After riding at night with this setup I am not recommending it for night riding. Maybe with some adjustments I can get an adequate beam but it's a white knuckler for sure and probably not a good idea.

Final word? Works great for daytime riding to meet requirements and maintain visibility and it's a neat fix.
 
#18 ·
For those interested in a H4 headlight with a straight forward install, I recommend the EMGO 6 1/4" Headlight Assembly. I ended up buying mine from BikeBandit. The assembly comes with the bucket, headlight lens and H4 bulb. However, I replaced the H4 bulb with a 35w/35w as previously mentioned to do in this thread. The bucket uses the same bolt size 10x1.25 and I was able to pack in all the wiring. I've yet to have it ride it at night yet but so far to the naked eye it looks brighter.
 
#21 ·
sorry to bring up an old post but since it's a sticky, I don't mind so much lol.

anyways, long time reader, first time poster, blah blah. awesome write up. your and HerrDeacon's posts inspired me to tackle the upgrade myself instead of just buying a replacement.

I'm curious if you guys have had the same issue I have at all, or any input at least as to what it could be.

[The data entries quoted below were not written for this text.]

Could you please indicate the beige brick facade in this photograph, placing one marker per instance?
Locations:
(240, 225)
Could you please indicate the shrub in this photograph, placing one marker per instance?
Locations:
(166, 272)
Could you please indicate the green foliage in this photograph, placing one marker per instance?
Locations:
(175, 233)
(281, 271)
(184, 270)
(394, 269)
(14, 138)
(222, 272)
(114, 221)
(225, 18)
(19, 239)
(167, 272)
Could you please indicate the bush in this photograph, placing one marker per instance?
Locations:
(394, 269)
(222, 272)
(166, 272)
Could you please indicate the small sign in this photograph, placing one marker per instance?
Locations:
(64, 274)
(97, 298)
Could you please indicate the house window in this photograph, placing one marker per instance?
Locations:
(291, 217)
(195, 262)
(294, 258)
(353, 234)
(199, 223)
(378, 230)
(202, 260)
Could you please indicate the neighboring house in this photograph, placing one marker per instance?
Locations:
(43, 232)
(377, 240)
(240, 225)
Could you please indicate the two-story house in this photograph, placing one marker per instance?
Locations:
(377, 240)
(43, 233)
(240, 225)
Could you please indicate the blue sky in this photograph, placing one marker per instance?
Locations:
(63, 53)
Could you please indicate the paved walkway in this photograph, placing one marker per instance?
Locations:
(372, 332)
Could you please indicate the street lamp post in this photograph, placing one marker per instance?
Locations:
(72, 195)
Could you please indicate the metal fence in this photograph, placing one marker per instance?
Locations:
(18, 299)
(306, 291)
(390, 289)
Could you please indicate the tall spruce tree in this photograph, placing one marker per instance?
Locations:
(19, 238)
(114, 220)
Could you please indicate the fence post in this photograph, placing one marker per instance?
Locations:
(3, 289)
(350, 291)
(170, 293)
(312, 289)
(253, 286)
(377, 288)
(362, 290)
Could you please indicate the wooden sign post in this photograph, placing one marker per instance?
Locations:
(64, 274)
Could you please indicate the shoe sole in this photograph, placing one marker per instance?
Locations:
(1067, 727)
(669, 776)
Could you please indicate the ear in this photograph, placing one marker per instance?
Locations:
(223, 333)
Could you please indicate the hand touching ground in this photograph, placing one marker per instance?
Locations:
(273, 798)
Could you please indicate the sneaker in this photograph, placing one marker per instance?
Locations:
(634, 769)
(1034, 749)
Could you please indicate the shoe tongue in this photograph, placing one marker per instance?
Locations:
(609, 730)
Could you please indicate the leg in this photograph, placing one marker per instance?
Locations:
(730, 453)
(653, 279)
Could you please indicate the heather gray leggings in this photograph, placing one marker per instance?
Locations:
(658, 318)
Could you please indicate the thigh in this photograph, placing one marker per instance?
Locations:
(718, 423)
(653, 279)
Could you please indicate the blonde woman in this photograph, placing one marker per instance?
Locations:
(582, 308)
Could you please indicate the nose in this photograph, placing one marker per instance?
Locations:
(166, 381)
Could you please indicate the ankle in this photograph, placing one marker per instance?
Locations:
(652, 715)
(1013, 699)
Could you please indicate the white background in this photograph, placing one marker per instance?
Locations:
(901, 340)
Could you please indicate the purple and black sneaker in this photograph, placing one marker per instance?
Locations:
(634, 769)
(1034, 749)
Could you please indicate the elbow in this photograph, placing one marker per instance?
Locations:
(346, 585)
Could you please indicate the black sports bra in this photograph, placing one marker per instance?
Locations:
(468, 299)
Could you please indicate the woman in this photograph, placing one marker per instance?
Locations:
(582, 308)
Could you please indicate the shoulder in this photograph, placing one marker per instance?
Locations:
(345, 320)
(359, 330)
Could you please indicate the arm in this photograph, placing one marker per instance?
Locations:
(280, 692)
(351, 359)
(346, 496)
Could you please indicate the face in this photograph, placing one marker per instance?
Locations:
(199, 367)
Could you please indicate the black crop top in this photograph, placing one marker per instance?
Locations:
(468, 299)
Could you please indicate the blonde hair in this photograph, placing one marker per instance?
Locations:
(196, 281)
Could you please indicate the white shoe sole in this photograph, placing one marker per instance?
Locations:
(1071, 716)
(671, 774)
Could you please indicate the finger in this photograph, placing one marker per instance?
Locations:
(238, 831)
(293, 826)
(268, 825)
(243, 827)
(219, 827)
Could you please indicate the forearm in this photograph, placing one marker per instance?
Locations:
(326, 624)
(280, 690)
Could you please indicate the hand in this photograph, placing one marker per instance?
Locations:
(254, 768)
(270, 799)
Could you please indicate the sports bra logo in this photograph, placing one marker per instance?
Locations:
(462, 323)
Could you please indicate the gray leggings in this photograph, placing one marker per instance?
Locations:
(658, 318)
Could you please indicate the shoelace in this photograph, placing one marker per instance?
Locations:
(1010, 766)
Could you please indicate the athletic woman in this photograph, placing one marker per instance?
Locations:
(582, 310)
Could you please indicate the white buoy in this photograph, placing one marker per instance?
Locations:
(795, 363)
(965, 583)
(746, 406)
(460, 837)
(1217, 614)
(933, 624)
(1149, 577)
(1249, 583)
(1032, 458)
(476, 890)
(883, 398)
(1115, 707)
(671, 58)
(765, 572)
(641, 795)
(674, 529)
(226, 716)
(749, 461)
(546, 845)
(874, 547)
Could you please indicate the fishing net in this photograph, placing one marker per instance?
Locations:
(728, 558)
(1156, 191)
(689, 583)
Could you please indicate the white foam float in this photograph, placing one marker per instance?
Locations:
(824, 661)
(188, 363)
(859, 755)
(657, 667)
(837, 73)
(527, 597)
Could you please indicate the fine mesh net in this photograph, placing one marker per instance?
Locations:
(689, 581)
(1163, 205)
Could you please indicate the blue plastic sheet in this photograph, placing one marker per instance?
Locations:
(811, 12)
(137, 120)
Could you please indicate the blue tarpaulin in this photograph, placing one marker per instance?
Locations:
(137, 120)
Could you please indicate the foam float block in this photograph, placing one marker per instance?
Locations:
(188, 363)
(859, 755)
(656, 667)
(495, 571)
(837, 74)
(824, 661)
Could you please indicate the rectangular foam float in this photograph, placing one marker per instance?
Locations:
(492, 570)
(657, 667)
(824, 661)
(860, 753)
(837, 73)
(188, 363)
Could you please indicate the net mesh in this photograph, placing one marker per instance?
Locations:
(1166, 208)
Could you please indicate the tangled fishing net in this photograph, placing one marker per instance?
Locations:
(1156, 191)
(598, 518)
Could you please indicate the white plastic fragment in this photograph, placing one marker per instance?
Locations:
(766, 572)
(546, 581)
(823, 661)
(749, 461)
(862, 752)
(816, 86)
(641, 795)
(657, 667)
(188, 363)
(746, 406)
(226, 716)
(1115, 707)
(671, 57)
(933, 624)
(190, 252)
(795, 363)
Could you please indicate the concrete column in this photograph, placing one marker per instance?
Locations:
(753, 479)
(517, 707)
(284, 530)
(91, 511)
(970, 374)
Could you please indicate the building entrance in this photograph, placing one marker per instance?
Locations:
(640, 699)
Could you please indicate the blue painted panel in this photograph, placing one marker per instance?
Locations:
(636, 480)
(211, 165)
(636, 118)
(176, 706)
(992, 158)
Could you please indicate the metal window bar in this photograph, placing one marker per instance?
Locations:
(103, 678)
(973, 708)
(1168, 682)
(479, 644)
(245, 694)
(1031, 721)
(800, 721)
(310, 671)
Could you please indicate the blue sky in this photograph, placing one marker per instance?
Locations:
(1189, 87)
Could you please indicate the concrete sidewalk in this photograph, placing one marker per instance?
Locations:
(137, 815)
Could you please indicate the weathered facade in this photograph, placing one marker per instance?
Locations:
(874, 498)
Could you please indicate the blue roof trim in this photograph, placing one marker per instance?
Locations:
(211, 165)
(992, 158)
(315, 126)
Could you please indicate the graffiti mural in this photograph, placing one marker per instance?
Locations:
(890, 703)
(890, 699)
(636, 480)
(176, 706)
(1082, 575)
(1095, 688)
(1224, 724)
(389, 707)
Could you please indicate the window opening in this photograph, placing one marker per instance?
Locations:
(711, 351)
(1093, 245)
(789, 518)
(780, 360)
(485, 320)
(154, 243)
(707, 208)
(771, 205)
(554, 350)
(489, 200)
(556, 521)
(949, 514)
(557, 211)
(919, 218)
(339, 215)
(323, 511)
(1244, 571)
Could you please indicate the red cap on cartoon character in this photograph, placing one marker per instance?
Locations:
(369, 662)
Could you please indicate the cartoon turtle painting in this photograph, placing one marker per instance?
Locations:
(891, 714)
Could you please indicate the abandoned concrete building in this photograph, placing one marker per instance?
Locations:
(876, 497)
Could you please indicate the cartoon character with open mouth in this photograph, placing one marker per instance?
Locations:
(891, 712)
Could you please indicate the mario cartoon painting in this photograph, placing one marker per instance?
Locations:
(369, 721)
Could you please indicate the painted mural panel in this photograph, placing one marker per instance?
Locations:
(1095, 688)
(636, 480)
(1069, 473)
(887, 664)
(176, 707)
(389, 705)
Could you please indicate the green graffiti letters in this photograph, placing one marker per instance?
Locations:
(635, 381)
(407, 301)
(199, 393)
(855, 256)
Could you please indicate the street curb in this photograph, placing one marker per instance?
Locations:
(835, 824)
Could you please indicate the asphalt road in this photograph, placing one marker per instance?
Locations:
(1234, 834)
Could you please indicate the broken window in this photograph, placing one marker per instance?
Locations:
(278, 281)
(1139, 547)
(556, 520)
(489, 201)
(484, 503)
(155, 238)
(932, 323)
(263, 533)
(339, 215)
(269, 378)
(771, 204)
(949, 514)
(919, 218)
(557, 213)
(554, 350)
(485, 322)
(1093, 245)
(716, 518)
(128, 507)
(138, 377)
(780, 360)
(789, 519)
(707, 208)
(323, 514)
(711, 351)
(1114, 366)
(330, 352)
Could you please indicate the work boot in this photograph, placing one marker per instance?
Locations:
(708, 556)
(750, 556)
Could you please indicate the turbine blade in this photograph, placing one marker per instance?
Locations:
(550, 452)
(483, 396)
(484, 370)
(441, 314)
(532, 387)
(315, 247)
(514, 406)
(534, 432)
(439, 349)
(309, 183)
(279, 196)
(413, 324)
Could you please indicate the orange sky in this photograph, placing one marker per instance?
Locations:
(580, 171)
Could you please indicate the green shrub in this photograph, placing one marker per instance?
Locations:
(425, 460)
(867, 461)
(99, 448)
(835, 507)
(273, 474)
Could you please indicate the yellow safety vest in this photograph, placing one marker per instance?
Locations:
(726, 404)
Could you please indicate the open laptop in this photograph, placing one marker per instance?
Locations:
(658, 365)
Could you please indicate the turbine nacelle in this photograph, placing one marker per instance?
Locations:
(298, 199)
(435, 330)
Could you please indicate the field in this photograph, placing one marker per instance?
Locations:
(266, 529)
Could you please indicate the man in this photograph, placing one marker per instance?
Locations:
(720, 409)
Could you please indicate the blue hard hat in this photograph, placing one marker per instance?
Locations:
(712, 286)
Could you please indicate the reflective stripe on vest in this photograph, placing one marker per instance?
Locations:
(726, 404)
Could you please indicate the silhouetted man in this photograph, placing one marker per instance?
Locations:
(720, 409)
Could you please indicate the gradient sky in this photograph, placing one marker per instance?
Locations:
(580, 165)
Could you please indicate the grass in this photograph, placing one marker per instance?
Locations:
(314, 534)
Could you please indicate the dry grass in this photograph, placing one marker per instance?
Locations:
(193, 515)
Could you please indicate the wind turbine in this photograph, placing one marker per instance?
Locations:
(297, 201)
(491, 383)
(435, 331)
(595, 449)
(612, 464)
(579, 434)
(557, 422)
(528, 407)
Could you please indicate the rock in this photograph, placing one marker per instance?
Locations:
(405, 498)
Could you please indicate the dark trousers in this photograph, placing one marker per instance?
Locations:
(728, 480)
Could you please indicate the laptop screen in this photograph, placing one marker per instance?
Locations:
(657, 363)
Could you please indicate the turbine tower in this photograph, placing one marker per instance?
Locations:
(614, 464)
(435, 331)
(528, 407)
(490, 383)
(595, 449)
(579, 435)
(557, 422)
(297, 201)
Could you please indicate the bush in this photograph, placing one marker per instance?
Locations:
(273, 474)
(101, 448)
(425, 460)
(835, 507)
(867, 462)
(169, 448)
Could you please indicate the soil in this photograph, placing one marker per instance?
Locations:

I tied in to the wiring directly on my 1972 CL 175, bought a wired H4 socket, hooked it up to the stock wiring g using bullet connectors, even tried using the wiring from the original blown sealed bulb to keep the ground to the ring, but once I hooked up the H4 socket I lost front blinkers entirely. and my backs are hazard flashing. the low and high beam work now, but no blinkers is kinda sketchy in my populated area.

any type of insight would be much appreciated.
 
#23 · (Edited)
You shouldn't have any issues fitting a H4 bulb as long as you have a 12v system (I had some 6v H4's but don't remember where I got them?)
If you've 'lost' any lights you must have disconnected something or flexed a wire and it broke. The front indicators are light blue and the orange wires. Anything green (or black with a green tube for the indicators) is a ground lead. I've seen indicator grounds plugged into 12v live many times, the rubber mounted fork ears prevented fuse blowing though (often the indicator bodied will also be grounded) You'll need to get back in there and check all the wires are connected properly
 
#24 · (Edited)
Sometimes an Internet DIY solution really works. My project, "The 100 Dollar Honda", CA175 K0 is going to use a CL175 K0 headlight shell so that I can use the speedo with the 5 speed shift indicated on it and that meant using one of the old style headlight rims. I'm also staying with the original CA175 6 volt electrics and that made finding a modern headlight reflector with replaceable bulb a real problem. Luckily I saw this mod on the forum and it worked a treat so that I can either use a standard H4 6 volt 35/35W bulb or a 6 volt 12W LED conversion bulb. I used a Dremel cut disc to quickly remove the original bad bulb in the eBay beam that I bought and opened the hole up to 25mm so that the H4 bulb would fit in. With the larger sized plumbing nut for the trimmed H4, I found that a steering stem washer fit perfectly to help seal the bulb. The nut needed to be trimmed with a hobby knife at the lip where the washer fit so there would be enough threads.

I had just a slight problem with some of the Steel Stick putty going into the hole and the H4 bulb sticking to it. If I did it again I would smear a bit of dielectric grease on the bulb base as well as spray it with silicone. The excess putty that went into the reflector hole around the bulb base was easy to trim with a knife. Still it turned out great.